Deuxième lettre ouverte d’un gilet jaune à un ami sénateur

par Fabrice IRAT


Monsieur le Sénateur et néanmoins ami,
Alors que le printemps s’installe, on constate que les chevau-légers de la Macronie sont moins fringants qu’il y a deux ans, quand Manu montait irrésistiblement vers le Pouvoir.
Hier soir je t’ai vu discourir sur le plateau de Ruth Elkrief : la restitution du « grand débat » promet « de belles surprises », le Chef de l’État est « pleinement mobilisé » pour « répondre aux inquiétudes du pays. » Le propos était assuré, les éléments de langage défilaient sans encombre. « Il n’y aura pas de France forte sans Europe forte », assénais-tu encore dans un élan exalté de mauvais théâtre. Mais on sentait une lassitude, l’exercice contraint de Grand Oral poussiéreux. Tu es fatigué. 
C’est vrai que pour la majorité présidentielle rien ne se passe comme prévu : les gilets jaunes abordent leur sixième mois de mobilisation et leur « essoufflement » est une de ses fictions grotesques que ton gouvernement, semaine après semaine, alimente sans que plus personne n’y croit. Vous pensiez que la privatisation d’AdP, d’Engie, de la Française des Jeux, des barrages (j’en oublie) passerait dans le catimini des séances de fin de nuit à l’Assemblée, mais c’est raté : les français ne veulent pas que le bien commun soit vendu. Il y a la pétaudière de la réforme des retraites. Il y a le sursaut légaliste d’institutions que vous aviez un peu trop sous-estimées : le Sénat et l’affaire Benalla ; le Conseil Constitutionnel et la loi « anticasseurs ». 

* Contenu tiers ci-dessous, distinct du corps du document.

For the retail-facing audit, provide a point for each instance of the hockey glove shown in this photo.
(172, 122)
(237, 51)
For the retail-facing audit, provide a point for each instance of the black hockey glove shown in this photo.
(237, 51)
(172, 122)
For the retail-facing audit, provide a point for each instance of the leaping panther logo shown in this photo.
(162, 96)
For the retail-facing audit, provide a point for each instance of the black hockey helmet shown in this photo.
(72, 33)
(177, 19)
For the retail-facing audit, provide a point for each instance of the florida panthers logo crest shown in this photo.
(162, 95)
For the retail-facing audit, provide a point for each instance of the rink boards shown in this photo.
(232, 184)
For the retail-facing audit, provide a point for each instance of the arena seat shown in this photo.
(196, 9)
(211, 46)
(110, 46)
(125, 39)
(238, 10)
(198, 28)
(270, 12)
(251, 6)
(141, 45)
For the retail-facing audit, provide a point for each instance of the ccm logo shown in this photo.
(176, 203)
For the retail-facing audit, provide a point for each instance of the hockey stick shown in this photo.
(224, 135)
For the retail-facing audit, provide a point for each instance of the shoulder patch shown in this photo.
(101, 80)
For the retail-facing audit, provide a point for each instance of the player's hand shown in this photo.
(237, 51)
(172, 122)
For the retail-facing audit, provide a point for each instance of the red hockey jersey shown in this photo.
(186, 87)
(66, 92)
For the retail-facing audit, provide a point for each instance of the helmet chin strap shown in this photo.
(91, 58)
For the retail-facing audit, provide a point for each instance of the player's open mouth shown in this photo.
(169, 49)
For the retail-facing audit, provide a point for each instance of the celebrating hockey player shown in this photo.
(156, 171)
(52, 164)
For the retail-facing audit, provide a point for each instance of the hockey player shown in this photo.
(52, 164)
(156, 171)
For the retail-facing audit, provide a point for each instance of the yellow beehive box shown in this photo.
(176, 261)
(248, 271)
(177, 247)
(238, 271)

Pas un jour ne passe sans qu’un début de scandale, une foirade d’État, une statistique désastreuse ne viennent un peu plus assombrir l’horizon du quinquennat. Les médias amis (d’aucuns diraient aux ordres) auront beau gloser sur les courbes de popularité en hausse, lesdites courbes restent désespérément basses. Et donc au-delà du verbiage des communicants et du storytelling des thuriféraires il y a cette réalité brutale : les Français ne veulent plus de Macron, les Français ne veulent plus de vous.
Sur le terrain tu as forcément constaté cette hostilité. Non pas de la part du citoyen de base, que tu fréquentes peu, mais de la part des élus locaux. Le nombre de maires ayant démissionné depuis 2014 a augmenté de 55 %. Alors certes c’était avant Macron, c’était sous Hollande, ton précédent maître à poncer. Mais le mouvement s’accélère : dotations supprimées, services publics fermés, routes délabrées et transformées en usines à rackets (les 80 km/h, les radars), la liste est longue des potions amères que la Macronie administre à la France profonde, écœurant chaque jour un peu plus les édiles. 

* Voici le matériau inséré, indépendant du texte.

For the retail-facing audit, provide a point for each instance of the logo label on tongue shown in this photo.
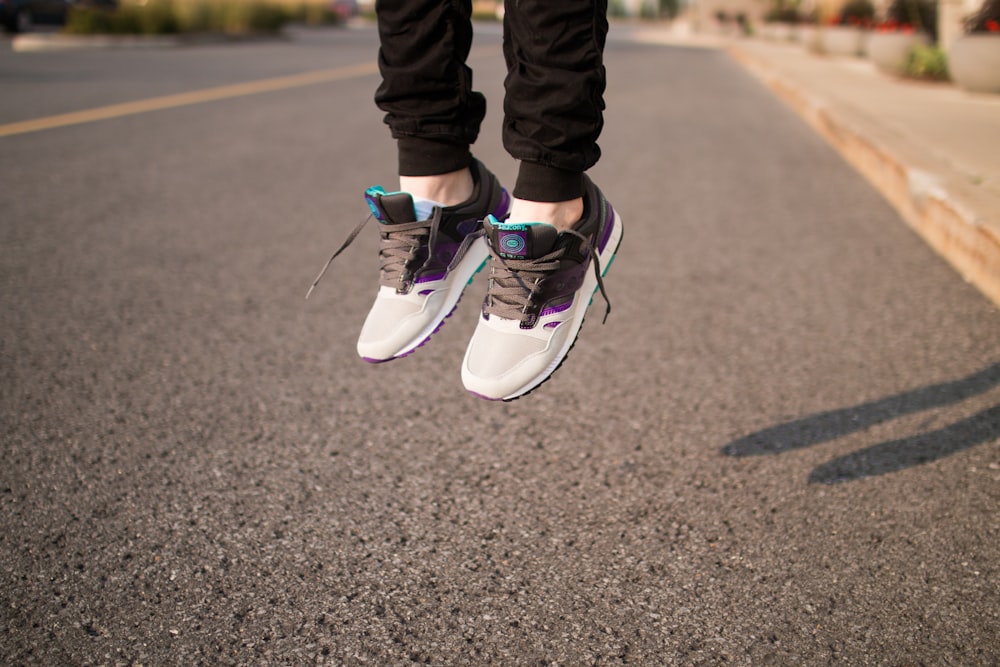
(513, 243)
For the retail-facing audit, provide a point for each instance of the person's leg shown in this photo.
(549, 256)
(554, 103)
(426, 92)
(431, 243)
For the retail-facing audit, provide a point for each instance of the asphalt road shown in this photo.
(782, 448)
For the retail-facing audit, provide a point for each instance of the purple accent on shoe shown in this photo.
(556, 309)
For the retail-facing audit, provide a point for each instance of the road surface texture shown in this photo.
(782, 448)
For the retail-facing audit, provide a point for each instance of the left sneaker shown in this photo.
(541, 284)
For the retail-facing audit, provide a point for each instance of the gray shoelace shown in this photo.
(397, 249)
(514, 282)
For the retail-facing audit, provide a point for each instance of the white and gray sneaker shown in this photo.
(425, 264)
(541, 284)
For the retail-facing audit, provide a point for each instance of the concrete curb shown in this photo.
(953, 228)
(38, 42)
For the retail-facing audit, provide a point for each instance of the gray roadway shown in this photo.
(782, 448)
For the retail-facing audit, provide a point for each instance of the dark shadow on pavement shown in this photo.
(923, 448)
(889, 456)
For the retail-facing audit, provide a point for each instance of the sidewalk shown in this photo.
(931, 149)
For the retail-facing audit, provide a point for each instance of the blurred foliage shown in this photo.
(170, 17)
(856, 13)
(783, 11)
(920, 15)
(987, 19)
(927, 62)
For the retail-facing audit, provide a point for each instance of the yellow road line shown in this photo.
(186, 99)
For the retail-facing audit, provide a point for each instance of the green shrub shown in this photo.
(165, 17)
(927, 62)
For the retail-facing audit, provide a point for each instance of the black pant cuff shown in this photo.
(424, 157)
(538, 182)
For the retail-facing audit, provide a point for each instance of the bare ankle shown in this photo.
(449, 189)
(562, 215)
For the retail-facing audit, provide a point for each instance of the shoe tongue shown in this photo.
(521, 240)
(391, 208)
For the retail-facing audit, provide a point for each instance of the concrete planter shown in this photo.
(842, 40)
(807, 35)
(888, 50)
(776, 32)
(974, 62)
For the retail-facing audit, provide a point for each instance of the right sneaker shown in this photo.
(426, 264)
(542, 281)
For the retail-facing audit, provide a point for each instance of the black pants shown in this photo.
(554, 102)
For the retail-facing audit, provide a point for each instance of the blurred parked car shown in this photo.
(23, 15)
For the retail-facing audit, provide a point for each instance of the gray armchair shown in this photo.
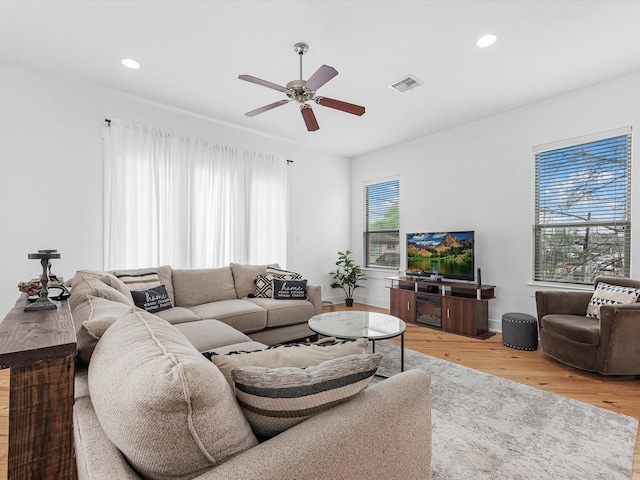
(609, 345)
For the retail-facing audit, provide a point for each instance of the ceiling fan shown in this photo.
(303, 91)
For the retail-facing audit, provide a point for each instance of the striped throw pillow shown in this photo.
(606, 294)
(264, 282)
(275, 399)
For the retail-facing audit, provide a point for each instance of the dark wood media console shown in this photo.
(454, 307)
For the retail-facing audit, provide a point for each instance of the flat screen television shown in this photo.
(449, 255)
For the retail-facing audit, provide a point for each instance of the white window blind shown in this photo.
(582, 209)
(382, 224)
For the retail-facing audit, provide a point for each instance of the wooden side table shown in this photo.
(39, 348)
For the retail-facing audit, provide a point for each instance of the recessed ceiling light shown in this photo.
(130, 63)
(486, 40)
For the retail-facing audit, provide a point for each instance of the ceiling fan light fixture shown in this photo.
(130, 63)
(303, 91)
(486, 40)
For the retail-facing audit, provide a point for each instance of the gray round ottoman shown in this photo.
(520, 330)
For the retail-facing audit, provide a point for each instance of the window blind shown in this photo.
(582, 211)
(382, 223)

Est-ce que tout cela t’inquiète ? Ce n’est pas certain. Un élu de mes amis me reporte que lors de tes réunions de « proximité » tu régurgites la rhétorique officielle : on baisse ou supprime les dotations pour « redéployer » le budget de l’État, on supprime les services publics pour faire de meilleurs services publics, on va faire mieux avec moins, c’est la Révision Générale des Politiques Publiques saison 2, c’est le nouveau monde, vous verrez, ce s’ra bien. 
Supprimer des services publics pour mieux servir le public, supprimer des lits d’hôpitaux pour mieux soigner les malades, supprimer des lignes de train pour sauver la SNCF, supprimer des classes pour sauver l’école : on n’en peut plus de votre sémantique du paradoxe. 
L’élu de mes amis fait partie de ces maires ruraux pragmatiques, dévoués, raisonnablement centristes, qui vont batailler des heures à la sous-préfecture pour un problème d’adduction d’eau. Il est sur son troisième mandat. Il a toujours voté pour toi. Mais là c’est terminé : il ne votera plus pour toi et ne se représentera pas. Récemment, au village, une jeune femme qui allait accoucher a failli perdre son enfant. Parce que la maternité est désormais au chef-lieu. Et que le chef-lieu est loin. Elle a failli perdre son enfant à cause de la Révision Générale des Politiques Publiques, à cause de ton nouveau monde où règne le flux tendu ultra-libéral ; elle a failli perdre son enfant parce que l’obstétrique n’obéit pas à vos règles où il convient d’accoucher plus loin pour accoucher mieux. 
Mon ami va démissionner aussi parce que non contents d’avoir substitué à la parole de l’État la logorrhée du management, vous avez corrompu le vrai sens des mots : des gilets jaunes débonnaires qui s’étaient installés sur le seul rond-point de sa commune, Castaner et toi avez fait des factieux et des ennemis de la République ; de petits retraités, d’artisans durs à la tâche, de smicards surendettés, de chômeurs en fin de droits vous avez fait des délinquants, des casseurs, des xénophobes, des antisémites, des asociaux dangereux qu’il convient de réprimer sans nuances, au besoin en piétinant les libertés publiques, au besoin en faisant voter, au pays des droits de l’homme, des lois d’exception dont la brutalité stupéfie le monde. 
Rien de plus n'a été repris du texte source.